CSR sounds excellent in theory, however in practise its application has been widely criticized as being superficial, and of being a greater service to PR and marketing strategists rather than the public or the environment. Critics of CSR argue that the concept has been hijacked and used as a smokescreen for big businesses to hide some of their less green, clean or classy practises through, for instance, a pretty charity event.
However, a recent study published on the India Environmental Portal has found that this business buzzword seems to have begun reclaiming its intended meaning thanks to numerous businesses stepping up to the plate.
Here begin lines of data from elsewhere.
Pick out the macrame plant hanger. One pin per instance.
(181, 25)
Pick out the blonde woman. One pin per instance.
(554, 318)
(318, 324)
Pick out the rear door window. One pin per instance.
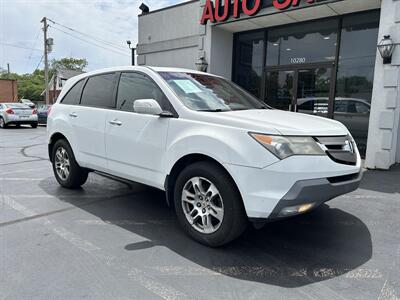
(99, 91)
(74, 94)
(135, 86)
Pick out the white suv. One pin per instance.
(222, 156)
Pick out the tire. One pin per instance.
(64, 163)
(2, 123)
(234, 219)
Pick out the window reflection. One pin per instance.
(299, 44)
(356, 74)
(249, 62)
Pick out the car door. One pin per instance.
(98, 96)
(135, 143)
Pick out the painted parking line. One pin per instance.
(137, 275)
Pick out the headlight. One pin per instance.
(285, 146)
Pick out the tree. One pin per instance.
(30, 86)
(68, 63)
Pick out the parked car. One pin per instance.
(28, 102)
(17, 114)
(223, 157)
(43, 112)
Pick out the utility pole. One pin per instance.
(133, 52)
(46, 62)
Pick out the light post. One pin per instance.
(133, 52)
(202, 64)
(386, 48)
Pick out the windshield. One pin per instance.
(209, 93)
(17, 105)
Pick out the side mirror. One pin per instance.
(147, 107)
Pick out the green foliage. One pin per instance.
(30, 86)
(68, 63)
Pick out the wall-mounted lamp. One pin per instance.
(202, 64)
(386, 48)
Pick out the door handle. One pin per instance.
(115, 122)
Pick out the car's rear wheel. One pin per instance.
(2, 123)
(66, 170)
(208, 204)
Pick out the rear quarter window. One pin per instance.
(73, 95)
(99, 91)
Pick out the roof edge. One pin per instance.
(167, 7)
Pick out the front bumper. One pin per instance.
(293, 181)
(315, 192)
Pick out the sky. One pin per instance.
(113, 21)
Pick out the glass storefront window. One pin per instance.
(300, 44)
(355, 75)
(249, 61)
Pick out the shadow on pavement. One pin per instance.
(323, 244)
(382, 181)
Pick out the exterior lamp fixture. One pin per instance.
(133, 51)
(202, 64)
(386, 47)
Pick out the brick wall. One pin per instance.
(8, 90)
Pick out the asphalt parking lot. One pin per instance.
(119, 240)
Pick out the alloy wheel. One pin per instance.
(202, 205)
(62, 163)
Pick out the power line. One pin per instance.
(34, 44)
(108, 43)
(21, 47)
(89, 42)
(37, 67)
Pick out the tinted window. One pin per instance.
(249, 60)
(209, 93)
(306, 43)
(134, 86)
(73, 95)
(98, 91)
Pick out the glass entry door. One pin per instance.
(302, 89)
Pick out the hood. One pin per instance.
(279, 122)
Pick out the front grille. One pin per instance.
(340, 149)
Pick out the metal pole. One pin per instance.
(46, 62)
(54, 87)
(133, 56)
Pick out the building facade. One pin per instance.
(57, 82)
(8, 90)
(308, 56)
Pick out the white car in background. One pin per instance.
(17, 114)
(222, 156)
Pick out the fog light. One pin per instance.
(294, 210)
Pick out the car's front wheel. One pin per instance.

In the wake of the United Nations Conference on Sustainable Development (Rio+20), which took place in Rio de Janeiro last June, companies have increasingly been adopting “sustainable business practices as an integral element of their corporate strategies … In fact, some companies have gone beyond the traditional interpretation of CSR and either engage in social or impact invest and / play active roles in development cooperation, including the provision of disaster relief and humanitarian assistance” the report argues.
This rejuvenated, more representative CSR is often referred to as „corporate sustainability“ or „responsible business practices“ to differentiate itself from the oft-lampooned business model that CSR became.
During Rio+20, 200 voluntary private sector commitments were made addressing a range of issues from low-or-no carbon footprints, to re-forestation, to business plans for subsistence farmers, to renewal of clean fresh water sources. After the forum concluded, another 700 commitments were pledged along with time-bound targets that could be clearly measured and with agreements to publicly disclose their progress annually in tow.
Unfortunately the corporate sustainability movement does not seem to be picking up speed in a uniform manner, and the majority of companies worldwide have not yet followed suit. The study found that particularly within the Asia Pacific region, millions of small and medium sized enterprises were not yet on board largely due to the belief that employing CSR instruments would undermine their competitiveness and that CSR angled issues that should fall under the jurisdiction of the public sector. However businesses fixated on profits and growth are only looking at one side of the coin, overlooking the potential for growth that sustainable practices can foster.
The potential for CSR initiatives to substantially improve social development is huge, and should be realized. Paradoxically India’s economy is one of the fastest growing worldwide, yet it also faces some large socio-economic struggles be it poverty, illiteracy, malnutrition, infant mortality and so on. Up-and-coming businesses should seize the opportunity to cultivate trust with the communities in which they operate in. Corporations often have the expertise, strategic thinking, skilled labor and capital to facilitate extensive social change.
Indian enterprise has a strong track record of playing a productive role in social issues. Indian companies began to show commitment to social progress during the independence movement, and took on active roles in nation building and promoting socio-economic development. This was largely in response to Gandhi’s notion of trusteeship, whereby the owners of property would voluntarily manage wealth or trusts on behalf of the people.
In his own words:
„I desire to end capitalism almost, if not quite, as much as the most advanced socialist. But our methods differ. My theory of trusteeship is no make-shift, certainly no camouflage. I am confident that it will survive all other theories”
The principles of CSR are essentially cut from the same cloth as trusteeship, highlighting the impetus upon all businesses to consider the environment and society they operate within to be as important as their bottom line.